The Northwest Center for Behavioral Health is seeking volunteers to perform tobacco reward reminder visits for those under the age of 18, and alcohol sales compliance checks for those under 21. Volunteers will earn community service hours that can be used for honor society and scholarships. Participants must be between the ages of 16 and 20.
According to the Surgeon General, 90 percent of smokers begin before the age of 19 and every day almost 3,900 adolescents under the age of 18 try their first cigarette. More than 950 of those adolescents will become daily smokers.
Tobacco use is the leading cause of preventable death in the US. Studies have shown that nearly all first time use of tobacco takes place before high school graduation and that teens who smoke are more likely to have panic attacks, anxiety disorders, and depression according to dosomething.org.
Recent studies have also shown that approximately 53 percent of adults report that one or more of their close relatives has a drinking problem. Those most vulnerable to problem drinking are young adults between the ages of 18 and 29, while those least susceptible are 65 years of age or older. These young adults are particularly susceptible to binge drinking (five or more drinks in two hours for men, four or more drinks in two hours for women).
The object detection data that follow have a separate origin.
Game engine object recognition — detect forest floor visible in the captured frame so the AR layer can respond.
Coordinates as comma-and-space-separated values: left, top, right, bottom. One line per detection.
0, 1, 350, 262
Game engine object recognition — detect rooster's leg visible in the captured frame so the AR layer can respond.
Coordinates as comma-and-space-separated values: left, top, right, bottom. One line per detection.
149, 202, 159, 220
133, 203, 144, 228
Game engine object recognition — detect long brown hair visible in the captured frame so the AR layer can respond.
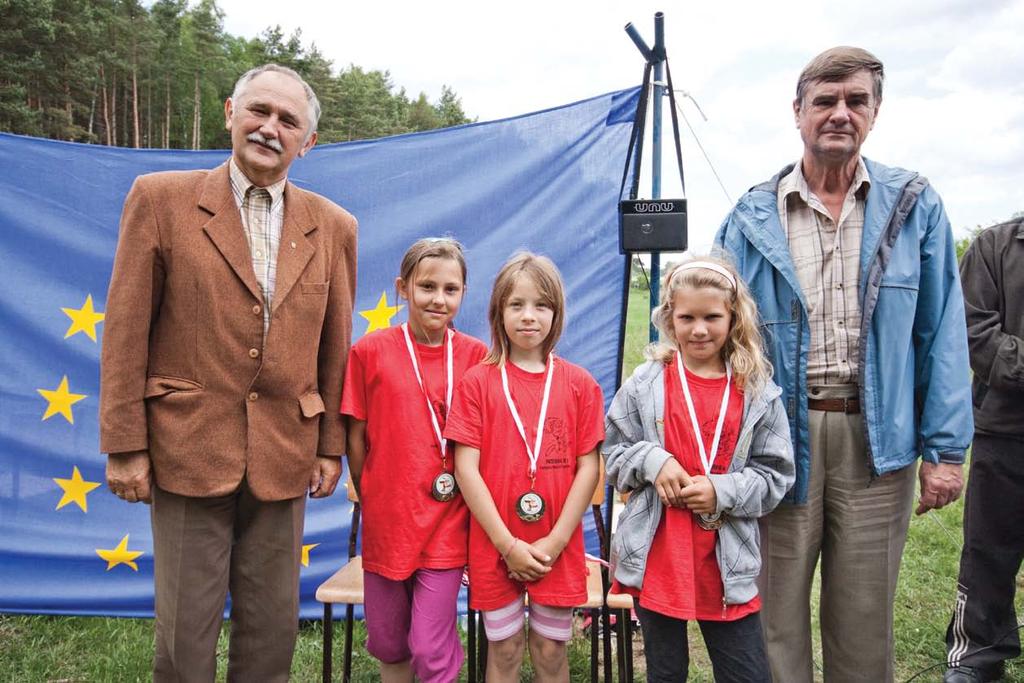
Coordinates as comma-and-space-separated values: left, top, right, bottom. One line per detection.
483, 251, 565, 366
398, 238, 466, 287
644, 256, 772, 391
In 2002, U.S. alcoholism statistics showed that 2.6 million binge drinkers were between the ages of 12 and 17, according to the website caron.org.
The youth who volunteer to do the compliance checks will be working outside of their own towns.
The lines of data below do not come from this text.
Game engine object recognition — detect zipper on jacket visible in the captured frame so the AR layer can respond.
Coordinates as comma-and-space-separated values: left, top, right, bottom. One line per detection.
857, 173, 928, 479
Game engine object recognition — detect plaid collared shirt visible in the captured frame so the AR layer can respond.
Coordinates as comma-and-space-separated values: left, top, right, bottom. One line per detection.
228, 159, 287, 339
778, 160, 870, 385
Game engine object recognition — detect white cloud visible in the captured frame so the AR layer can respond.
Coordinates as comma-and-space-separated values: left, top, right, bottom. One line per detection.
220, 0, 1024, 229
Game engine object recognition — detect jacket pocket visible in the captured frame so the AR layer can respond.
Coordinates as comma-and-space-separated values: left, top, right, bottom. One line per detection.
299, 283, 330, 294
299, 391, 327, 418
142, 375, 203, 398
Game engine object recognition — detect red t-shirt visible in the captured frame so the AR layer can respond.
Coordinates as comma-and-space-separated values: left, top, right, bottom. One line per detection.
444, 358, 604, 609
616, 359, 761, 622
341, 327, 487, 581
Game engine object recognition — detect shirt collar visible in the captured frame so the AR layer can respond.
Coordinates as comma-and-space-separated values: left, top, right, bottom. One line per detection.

“It wouldn't do them much good to try and buy alcohol or tobacco in a town where they'd be recognized. We cover Woods, Ellis, Woodward, Harper and the three panhandle counties in Northwest Oklahoma. The volunteers will have a police officer outside to intervene if a compliance violation is committed,” said Tandy Keenan, prevention resource development coordinator-prevention director for Northwest Center for Behavioral Health.
The volunteers will enter stores where tobacco and alcohol are sold and attempt to purchase an item they are not legally old enough to purchase.
Keenan said the purpose is to ensure that stores aren't selling tobacco and alcohol to minors.
If a volunteer is successful in purchasing an item, law enforcement steps in to take action against the person and company that has committed the illegal sale of alcohol or tobacco to a minor, which can bring fines or criminal charges, Keenan noted.